If you think soccer is a game for wimps, you haven't met John Basalyga.

The Queens, N.Y.-born hockey defenseman and baseball catcher - who is now coach of the No.1-ranked Northern Kentucky University men's soccer team - began his coaching career in football, at Greenhills High School.

He's never let a lack of organized playing experience in a sport keep him from coaching it, though.

He played only a year of soccer, as a goalie. His organized football-playing experience? One year playing quarterback in high school.

But Basalyga has been playing - and coaching - sports for as long as he can remember. In New York City, he and a fellow 13-year-old co-founded, co-financed (with fundraisers) and co-coached their neighborhood roller hockey team.

"We were like the Young Rascals," said Basalyga, a 1973 graduate of Bowling Green University. "In our neighborhood, we had teams in all sports - but hockey was the most fun. Before the season started, we walked into a group of adults holding a hockey meeting and they said, 'Whaddaya want?' We said, 'We're here to play hockey.' They couldn't believe it. But we ran the whole operation."

Roller hockey?

"Yeah, it's basically hockey for guys that can't ice-skate," he said.

Basalyga's NKU soccer team is 22-1 and hosts Lincoln Memorial (Tenn.) in the NCAA Division II National Quarterfinals at 1 p.m. today at Town & Country Sports Complex in Wilder.

At stake is a berth in the NCAA Division II Final Four at Orange Beach, Ala., Nov 30-Dec. 2.

Basalyga emphasizes a defense-rich philosophy that was forged on the mean streets of New York and refined in his college-playing days in baseball and hockey at Bowling Green.

"There were only two or three ice rinks in New York City when I was growing up in the early '60s," he said. "So we all played roller hockey. If you couldn't fight, you couldn't play. That was the only difference between ice hockey and roller hockey - we fought more."

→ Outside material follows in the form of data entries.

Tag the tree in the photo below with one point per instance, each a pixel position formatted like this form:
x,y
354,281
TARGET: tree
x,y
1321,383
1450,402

So excuse "Coach Bass" if he doesn't buy your characterization of soccer as a game for Slush Puppie-eating wimps who are chauffeured to and from practice by suburban moms in their mini-vans.

Not that there's anything wrong with that. But it's not what Basalyga's players at NKU are about - not now, anyway.

"I've got a problem with your coaching style," an NKU player told him during Basalyga's rookie season at NKU five years ago.

Uh-oh. Not a good move.

"Coach Bass" responded by telling the fellow what he thought of somebody having such a soft upbringing in the sport that it would inspire whining to the coach.

Needless to say, the complainant isn't among the seniors who have survived Basalyga's "problematic" coaching style, which led NKU to its first-ever NCAA men's soccer tournament last year and to the top of the rankings this year. His five-year mark is 65-27-10.

At Turpin High School, Coach Bass won three state soccer championships. His teams have won three times as many games as they lost in his 24 years.

But why soccer? After all, Basalyga's career sum total of soccer-playing experience was only that one season of goalkeeping at BG, which he did just to stay in shape for baseball and hockey.

Yes, why soccer, indeed?

Simple: Hockey in high school wasn't widely available in Cincinnati back in the 1970s and 1980s.

"But, believe me, there are more similarities between hockey and soccer than I could have imagined," Basalyga said.

You better believe Basalyga has told his NKU soccer players that. Oh, has he told them.

"And he's right - I'd say 60 percent to 70 percent of soccer is just like hockey," said Dan Impellizzeri, a former multi-sport star at Anderson High who typifies Basalyga's defense-first approach.

"He's the only coach who actively recruited me (for college soccer)," Impellizzeri said.

"He knew I could do it, because he had a (multi-sport) background."

Many of Basalyga's players are from local high schools, so most of the upperclassmen at least knew of his hard-nosed reputation.

But Steven Beattie, a freshman from Dublin, Ireland, who didn't know a puck from a potato, had a lot of learning to do when he arrived in Highland Heights.

"Coach gave me a DVD of 'Miracle,'" the 2004 movie about the U.S Olympic hockey team's shocking upset of the Soviets en route to the gold medal at Lake Placid in 1980," said Beattie.

"After watching the movie, I understand Coach Bass a little better," he said. "But it's a good thing he and Kevin McCloskey (the Belfast-born pro with the Cincinnati Kings) were straight up with me when I was being recruited. They told me about all the running we'd be doing (at NKU). If they hadn't, I guarantee you I'd have been on the first plane back home once I saw it.

"I can hardly believe he's never played soccer. He's one of the best coaches I've ever had. And in Ireland, all of our coaches have played at a very high level."

Basalyga manages to keep tensions from boiling over. He has funny quips and valuable lessons from other sports that usually fit - but sometimes leave players scratching their heads.

"He uses baseball analogies a lot," said Impellizzeri, "but sometimes it's a stretch. We're pretty close to blowing it off when it comes to his baseball stories. He's always bringing up the Yankees. That's OK, though, because they haven't won it all in awhile. We give him a rough time about that."

Basalyga always gets his way. Early in practice he lines up his players for sprints so they'll be tired when scrimmaging begins - which is the way they'll feel during games.

How tough is Basalyga?

To appreciate his conditioning program, one must cue up the scene in "Miracle" where the U.S. hockey team has just skated to a disappointing tie on the road in preparation for the Olympics.

If you've seen the movie, you'll remember one word - "Again" - because of the number of times Coach Herb Brooks uses it as a signal for his assistant to blow the whistle to begin the team's gassers - short line-to-line sprints that build in length.

Again.

Again.

Again.

"Soon as I saw that scene," said Beattie, "I went, aha! There it is. There's Coach Basalyga. That's NKU soccer."

The freshmen at Lincoln Memorial will learn about it today.